Heaton Park is a historic area on the edge of Manchester with all the attractions offering a full day out for all ages. Visitor areas include children play areas, cafes, an animal Centre, Tram Museum with tram rides around the park, bowling greens, 18-hole golf course, a boating lake and horse-riding facilities to name just a few.
he park also has a fairly vast events programme that takes place each year including outdoor concerts, dramas and plays. The park is home to Heaton Hall, with its beautifully restored interiors to get a taste of the 18th-century, with a collection of furniture, musical instruments and occasional recitals in the Music Room.
Activities include guided walks, orienteering, rowing boats, tram rides and beekeeping, and the largest event to date was a visit by Pope John Paul II in 1982.
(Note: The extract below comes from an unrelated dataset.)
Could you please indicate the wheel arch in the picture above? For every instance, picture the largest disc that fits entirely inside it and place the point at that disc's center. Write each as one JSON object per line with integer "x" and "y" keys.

Invasive weed present: Japanese Knotweed / Giant Japanese Knotweed
Japanese knotweed has been identified in 4 areas of the park.
Areas 1 and 2 are located at the boundary of the park with area 1 protruding from a main wall and area 2 a small growth within a grassed area.
Area 3 is located between 2 service buildings.
Area 4 is a large area of woodland classified as a Site of Biological Importance (SBI) by Greater Manchester Ecology Unit (GMEU), known as Bluebell Wood.
Japanese Knotweed is the UK’s No.1 Invasive species and if left will grow exponentially. It has no natural predators here in the UK, it is incredibly resilient, and it can ‘re-grow’ even after you remove or treat visible growth. Japanese knotweed’s underground rhizomes (roots) can grow to a depth of 3 meters and a width of 7 meters.
Because of this rhizome system, herbicides are only capable of controlling and slowing down knotweed. In fact, knotweed roots can create new plant growth to re-emerge for up to 20 years, especially if the ground is disturbed.
As the underground roots grow, they exploit cracks, mortar joints and other weak areas in buildings or hard surfaces. The pressure exerted by the plant growth can cause damage to:
- Your house
- Retaining walls
- Garden walls
- Garden buildings
- Paved areas
- Underground infrastructure
In their search for moisture, Japanese knotweed rhizomes can interfere with drainage pipes and other structures, blocking and sometimes lifting pipework and clogging sumps and drainage pits. Other underground infrastructures are at risk, such as cabling and water pipes.
Thermo-electric eradication is new to the UK, albeit this technology has been used on a wide scale across Europe for decades and has proven itself in virtually all types of applications including Japanese Knotweed and many invasive plant species and general weed control including within an agricultural setting.
Unlike herbicidal treatments which in many cases only controls the growth of Japanese Knotweed and reduces the visual display of the knotweed above ground and tends to send the rhizomes into dormancy, thermo-electric treatment delivers up to 5000 volts directly to the stems and crowns of the knotweed, which travels throughout the extensive rhizome roots and effectively boils the weed inside out, destroying its cell structure and making it impossible to regrow.
While it is expected that several treatments will be required to ensure effective destruction of the entire weed and root system, there are no chemicals used which can damage other vegetation in the area and can pose health risks to humans, especially children and pets and also various forms of wildlife and can affect the ecosystem within the soil for many years.
Given the true nature of Heaton Park thermo-electric delivery poses none of the risks association with chemical treatment, and is suitable for all areas affected by Japanese Knotweed, even more so to the site of Biological importance.